= Wolf-Heino Struck =

German regional historian, medievalist and archivist (1911–1991)

Wolf-Heino Struck (born 27 March 1911 in Schwerin; died 10 August 1991 in Wiesbaden) was a German historian and archivist. He was director of the Hessian Central State Archives in Wiesbaden. He earned acclaim for his research of the history of the Lahn region.

== Life and career ==
The son of middle school teachers, he attended the Realgymnasium until 1929. After graduation he studied law at the University of Freiburg, with an emphasis on legal history, economics, and state law. From the winter of 1929 until the summer of 1930 he studied at Humboldt University of Berlin. He studied German, English, and German studies in Berlin from the winter of 1930 until the summer of 1931 and continued his studies at the University of Rostock in the winter of 1931. He received his doctorate from Rostock in 1935 with his dissertation, Die Geschichte der mittelalterlichen Selbstverwaltung in den mecklenburgischen Landstädten (The History of Medieval Self-government in the Rural Towns of Mecklenburg). A year later he passed the test to teach at secondary schools.

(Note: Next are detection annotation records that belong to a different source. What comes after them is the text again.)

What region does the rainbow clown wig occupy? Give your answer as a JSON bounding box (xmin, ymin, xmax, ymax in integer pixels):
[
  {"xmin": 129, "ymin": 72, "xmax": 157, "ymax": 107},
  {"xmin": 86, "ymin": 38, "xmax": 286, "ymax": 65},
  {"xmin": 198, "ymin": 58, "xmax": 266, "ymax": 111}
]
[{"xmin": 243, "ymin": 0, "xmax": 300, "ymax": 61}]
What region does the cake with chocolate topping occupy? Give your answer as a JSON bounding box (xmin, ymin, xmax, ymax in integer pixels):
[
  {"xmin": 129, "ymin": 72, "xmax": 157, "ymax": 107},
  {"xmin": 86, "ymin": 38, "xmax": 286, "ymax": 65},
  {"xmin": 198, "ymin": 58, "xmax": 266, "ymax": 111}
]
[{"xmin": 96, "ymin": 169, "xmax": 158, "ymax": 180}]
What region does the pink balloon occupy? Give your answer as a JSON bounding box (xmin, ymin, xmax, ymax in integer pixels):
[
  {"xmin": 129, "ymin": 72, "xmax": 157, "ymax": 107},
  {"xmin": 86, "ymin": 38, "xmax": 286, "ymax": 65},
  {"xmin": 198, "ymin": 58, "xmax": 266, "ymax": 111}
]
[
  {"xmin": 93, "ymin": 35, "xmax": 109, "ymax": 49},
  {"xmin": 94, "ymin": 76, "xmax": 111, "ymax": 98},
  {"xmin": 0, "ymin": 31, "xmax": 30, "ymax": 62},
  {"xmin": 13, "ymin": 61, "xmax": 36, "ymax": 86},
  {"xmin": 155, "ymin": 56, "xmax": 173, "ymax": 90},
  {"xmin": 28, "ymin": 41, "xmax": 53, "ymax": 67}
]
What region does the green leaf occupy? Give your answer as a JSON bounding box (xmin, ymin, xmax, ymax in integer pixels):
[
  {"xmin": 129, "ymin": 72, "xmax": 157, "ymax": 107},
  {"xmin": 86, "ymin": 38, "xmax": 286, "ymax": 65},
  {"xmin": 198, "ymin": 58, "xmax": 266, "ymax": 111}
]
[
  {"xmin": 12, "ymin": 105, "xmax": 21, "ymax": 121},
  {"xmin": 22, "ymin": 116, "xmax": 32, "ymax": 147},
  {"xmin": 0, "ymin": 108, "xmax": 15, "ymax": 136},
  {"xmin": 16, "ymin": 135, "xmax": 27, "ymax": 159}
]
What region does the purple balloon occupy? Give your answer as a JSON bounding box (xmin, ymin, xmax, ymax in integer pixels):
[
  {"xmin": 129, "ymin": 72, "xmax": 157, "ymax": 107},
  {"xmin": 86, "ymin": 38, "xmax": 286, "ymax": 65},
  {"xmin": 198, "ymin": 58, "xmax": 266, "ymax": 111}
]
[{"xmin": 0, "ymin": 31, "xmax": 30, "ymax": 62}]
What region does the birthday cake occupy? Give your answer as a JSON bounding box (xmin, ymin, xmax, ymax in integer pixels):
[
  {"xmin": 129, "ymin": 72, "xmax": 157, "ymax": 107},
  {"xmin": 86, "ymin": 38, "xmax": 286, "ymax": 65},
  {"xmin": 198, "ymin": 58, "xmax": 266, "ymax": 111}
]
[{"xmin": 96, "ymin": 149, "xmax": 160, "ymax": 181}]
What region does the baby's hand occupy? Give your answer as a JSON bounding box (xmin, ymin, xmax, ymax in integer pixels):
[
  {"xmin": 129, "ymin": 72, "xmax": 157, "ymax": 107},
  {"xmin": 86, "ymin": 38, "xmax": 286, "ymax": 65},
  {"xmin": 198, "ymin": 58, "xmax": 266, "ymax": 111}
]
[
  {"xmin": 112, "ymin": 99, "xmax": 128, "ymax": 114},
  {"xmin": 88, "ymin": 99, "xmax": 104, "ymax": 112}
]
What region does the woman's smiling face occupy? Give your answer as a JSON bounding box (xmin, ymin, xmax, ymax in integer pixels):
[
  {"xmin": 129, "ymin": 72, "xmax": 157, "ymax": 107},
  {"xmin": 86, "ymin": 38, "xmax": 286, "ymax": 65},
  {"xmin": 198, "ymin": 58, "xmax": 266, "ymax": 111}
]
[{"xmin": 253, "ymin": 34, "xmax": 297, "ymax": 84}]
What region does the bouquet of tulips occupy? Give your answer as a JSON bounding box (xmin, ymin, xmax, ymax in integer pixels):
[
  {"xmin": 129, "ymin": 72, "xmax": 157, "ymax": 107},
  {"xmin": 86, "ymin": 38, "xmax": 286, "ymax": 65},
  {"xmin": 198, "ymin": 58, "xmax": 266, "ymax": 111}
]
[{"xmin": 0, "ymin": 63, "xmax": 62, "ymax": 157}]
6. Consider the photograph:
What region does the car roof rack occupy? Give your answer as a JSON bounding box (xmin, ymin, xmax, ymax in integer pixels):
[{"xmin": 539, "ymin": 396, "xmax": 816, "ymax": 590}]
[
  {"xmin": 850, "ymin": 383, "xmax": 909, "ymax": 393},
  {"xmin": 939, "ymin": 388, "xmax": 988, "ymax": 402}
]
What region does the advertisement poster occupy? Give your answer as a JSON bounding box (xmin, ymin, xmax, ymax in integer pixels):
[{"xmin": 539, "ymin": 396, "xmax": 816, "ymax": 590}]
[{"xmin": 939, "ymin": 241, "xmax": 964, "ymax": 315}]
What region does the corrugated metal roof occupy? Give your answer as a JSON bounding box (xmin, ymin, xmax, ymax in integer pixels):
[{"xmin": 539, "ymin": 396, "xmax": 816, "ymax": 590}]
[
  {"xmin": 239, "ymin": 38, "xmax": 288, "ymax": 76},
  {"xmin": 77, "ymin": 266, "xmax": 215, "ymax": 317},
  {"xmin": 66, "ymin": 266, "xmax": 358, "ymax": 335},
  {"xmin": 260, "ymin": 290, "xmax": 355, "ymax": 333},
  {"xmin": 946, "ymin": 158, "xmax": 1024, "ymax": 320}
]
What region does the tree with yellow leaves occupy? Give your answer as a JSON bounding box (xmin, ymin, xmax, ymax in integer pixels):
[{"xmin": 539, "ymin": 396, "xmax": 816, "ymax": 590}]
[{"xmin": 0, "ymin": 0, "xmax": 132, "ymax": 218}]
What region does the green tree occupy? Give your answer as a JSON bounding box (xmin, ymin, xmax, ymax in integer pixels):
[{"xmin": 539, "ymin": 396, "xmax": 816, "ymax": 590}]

Rather than going into teaching, Struck decided on a career as an archivist. He attended the Institute for Archival Science and Historical Studies at the Prussian Privy State Archives in Dahlem, Berlin from April of 1936 until September of 1937. Subsequently, he worked as a research assistant. Starting in 1938, he worked as an assessor at the State Archives in Zerbst. After military service and being wounded in World War II, he continued his employment in Zerbst until the end of 1945. From January 1948 until his retirement in 1976 he was employed by the Hessian State Archives in Wiesbaden, where he first worked as a researcher until 1951, then as an archivist and senior archivist until 1970, and finally as the director of the archives until 1976. He led the institution from 1971 until his retirement.

Between 1972 and 1978 he was managing editor for the Nassau Annals. Struck was a member of the Mecklenburg Historical Society (1932-1945), the Nassau Historical Research and Antiquities Association, as well as the Nassau Historical Commission, where he served as its first chairman from 1975 until 1990. He was a board member of the Nassau Historical Research and Antiquities Association, and for many years served as treasurer.

Beyond his actual archival work, Struck was in many respects occupied with the subject of German history. His main areas of research included the history of the monasteries and stifts of the Lahn region, the German Peasants' War, and a comprehensive depiction of the Duchy of Nassau in the years 1806-1866. He came to the conclusion that, in the fifty-year period between 1816 and 1866, approximately 34,000 people emigrated from the Duchy of Nassau. For the project, Germania Sacra, he managed the volumes covering the stifts in Diez, Dietkirchen, Idstein, and Weilburg.

For his accomplishments in the field of historical science, Struck was awarded an honorary professorship by the University of Frankfurt in 1975, as well as the Order of Merit of the Federal Republic of Germany in 1979. In commemoration of his 80th birthday, the 1991 volume of the Nassau Annals was dedicated to him.

== Selected works ==

- Wiesbaden im Biedermeier. (1818–1866) (= Geschichte der Stadt Wiesbaden. Vol. 5 = Wiesbaden als nassauische Landeshauptstadt. No. 2). Steiner, Wiesbaden 1981, ISBN 3-515-03405-6.
- Wiesbaden in der Goethezeit. (1803–1818) (= Geschichte der Stadt Wiesbaden. Vol. 4 = Wiesbaden als nassauische Landeshauptstadt. No. 1). Steiner, Wiesbaden 1979, ISBN 3-515-03220-7.
- Johannisberg im Rheingau. Eine Kloster-, Dorf-, Schloss- und Weinchronik. Kramer, Frankfurt am Main 1977, ISBN 3-7829-0191-6.
- Der Bauernkrieg am Mittelrhein und in Hessen. Darstellung und Quellen (= Veröffentlichungen der Historischen Kommission für Nassau. Vol. 21, ). Self-published by the Nassau Historical Commission, Wiesbaden 1975.
- Die Auswanderung aus dem Herzogtum Nassau. (1806–1866). Ein Kapitel der modernen politischen und sozialen Entwicklung (= Geschichtliche Landeskunde. Vol. 4, ). Steiner, Wiesbaden 1966.
- Geschichte von Hattersheim. Gemeindeverwaltung Hattersheim, Hattersheim 1964.
- Die Geschichte der mittelalterlichen Selbstverwaltung in den mecklenburgischen Landstädten (= Mecklenburgische Jahrbücher. Vol. 101, 1937, Beiheft, ). Klinz, Rostock 1938, (Rostock, University, Dissertation), online (in German).